CHAPTER 4Indexes
A million documents
Let's insert a million documents into a collections:
db.todos.insertMany(
[...Array(1000000)].map((_, index) => ({
text: "todo" + i,
done: Math.random() > 0.5,
}))
);
We can make mongo explain how the engine is going to find a todo by its text with:
db.todos.find({ text: "todo786231" }).explain("executionStats");
{
...
"executionStats": {
...
"executionTimeMillis": 604,
"executionStages": {
...
"stage": "COLLSCAN",
},
"totalDocsExamined": 1625292,
}
}
The COLLSCAN
way of searching is basically a linear search, so that is very slow in comparison with what could be. To fix this we have to create an index.
Working with indexes
With indexes (or indices), MongoDB will find things much faster. MongoDB uses B-Trees to store indexes. Indexes can be unique
or not, depending if they allow repeated keys or not.

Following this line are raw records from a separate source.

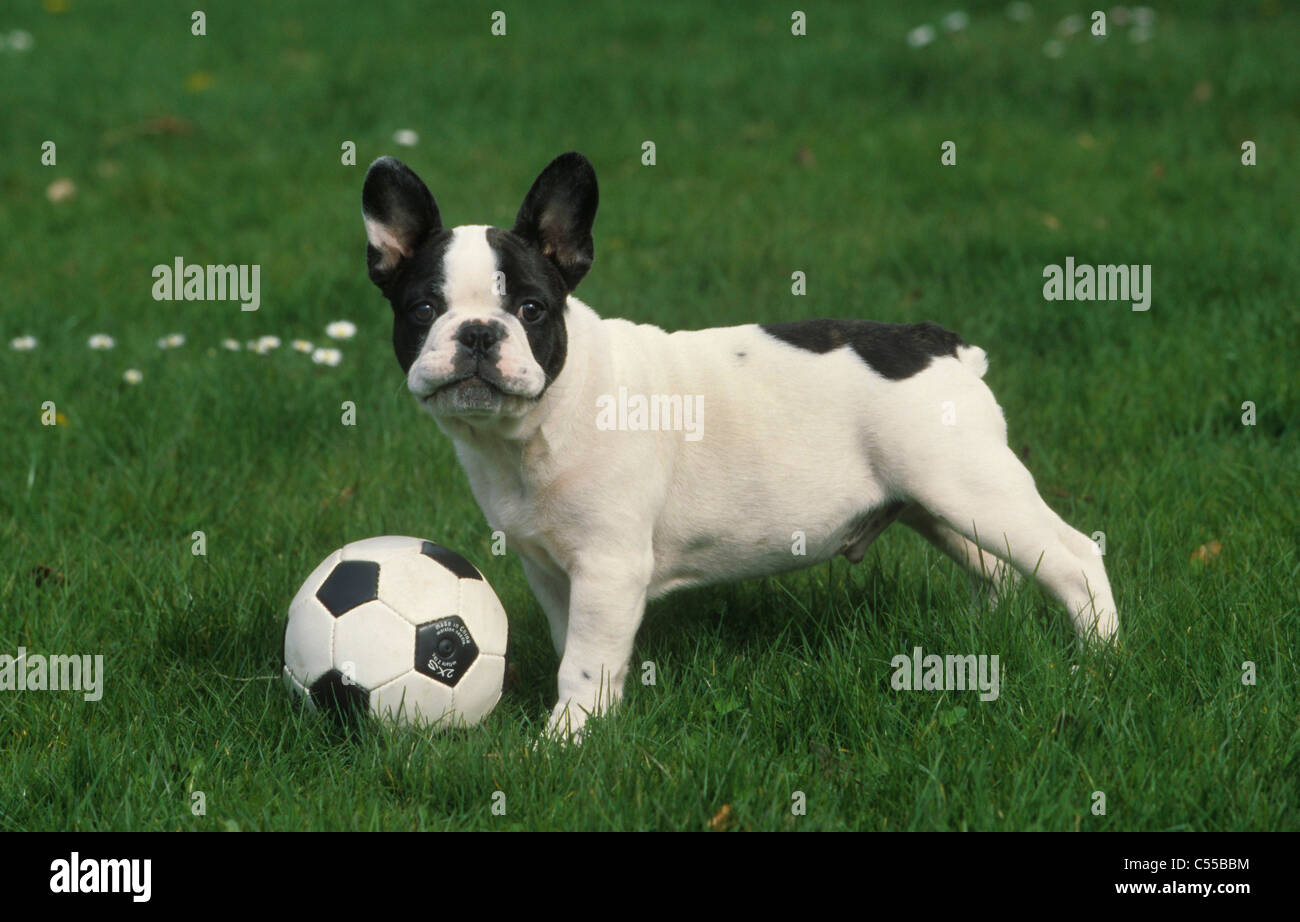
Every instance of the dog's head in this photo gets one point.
(479, 312)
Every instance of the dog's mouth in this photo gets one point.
(469, 395)
(467, 382)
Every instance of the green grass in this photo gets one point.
(774, 154)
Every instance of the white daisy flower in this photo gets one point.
(1019, 12)
(1070, 25)
(341, 329)
(921, 37)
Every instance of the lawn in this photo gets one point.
(774, 154)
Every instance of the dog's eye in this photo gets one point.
(531, 312)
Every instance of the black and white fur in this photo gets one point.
(830, 428)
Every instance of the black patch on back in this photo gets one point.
(412, 281)
(896, 351)
(451, 561)
(529, 276)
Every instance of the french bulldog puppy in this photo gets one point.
(623, 462)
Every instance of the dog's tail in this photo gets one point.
(974, 358)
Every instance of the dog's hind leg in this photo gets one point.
(989, 498)
(989, 574)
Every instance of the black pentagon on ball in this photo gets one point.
(445, 649)
(451, 561)
(352, 583)
(339, 697)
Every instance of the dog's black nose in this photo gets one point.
(479, 337)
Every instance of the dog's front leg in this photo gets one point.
(606, 605)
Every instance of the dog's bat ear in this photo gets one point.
(558, 213)
(399, 215)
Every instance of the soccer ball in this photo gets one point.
(399, 627)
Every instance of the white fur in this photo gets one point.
(793, 441)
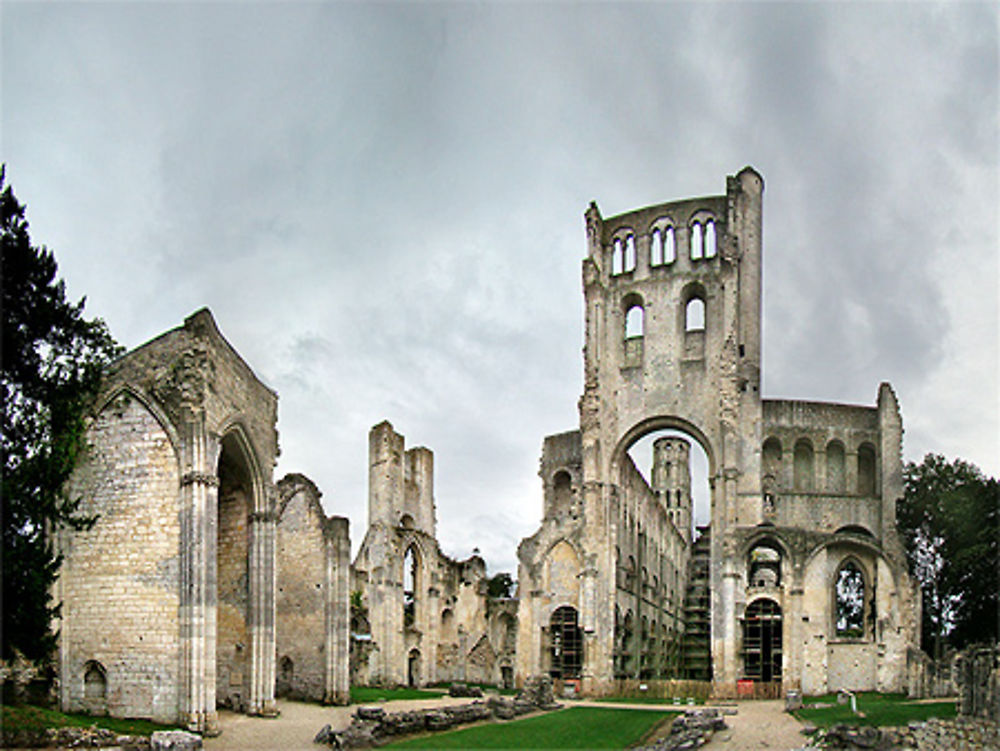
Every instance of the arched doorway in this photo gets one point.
(762, 641)
(232, 644)
(565, 643)
(413, 668)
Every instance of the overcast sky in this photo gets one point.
(382, 204)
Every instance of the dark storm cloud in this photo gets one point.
(382, 204)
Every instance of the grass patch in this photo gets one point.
(28, 717)
(372, 694)
(663, 700)
(878, 710)
(444, 686)
(578, 727)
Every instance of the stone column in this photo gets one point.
(199, 522)
(338, 613)
(260, 615)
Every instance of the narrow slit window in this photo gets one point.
(670, 246)
(697, 249)
(629, 253)
(656, 248)
(694, 315)
(617, 258)
(710, 239)
(633, 322)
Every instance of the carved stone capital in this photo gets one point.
(201, 478)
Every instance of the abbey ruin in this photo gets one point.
(230, 588)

MongoDB already uses a unique
index for the _id
field, which is always present.
To create an index in mongosh
you have to call the createIndex
method in the collection and indicate what fields are involved:
db.todos.createIndex({ text: 1 });
The number associated with a field indicates if the ordering is ascending or descending. To create a compound index, just mention the involved fields:
db.users.createIndex({ userid: 1, score: -1 });
The methods of a collection involved in indexes are:
getIndexes() | List all indexes (with names) |
createIndex({ ... }) | Create an index (listing fields and order) |
dropIndex(name) | Remove an index |
hideIndex(name) | Hide an index |
unhideIndex(name) | Unhide an index |
Hidden indexes are invisible to the query planner and therefore are not used in queries. This helps evaluate the impact of adding an index to a particular query, without actually dropping the index.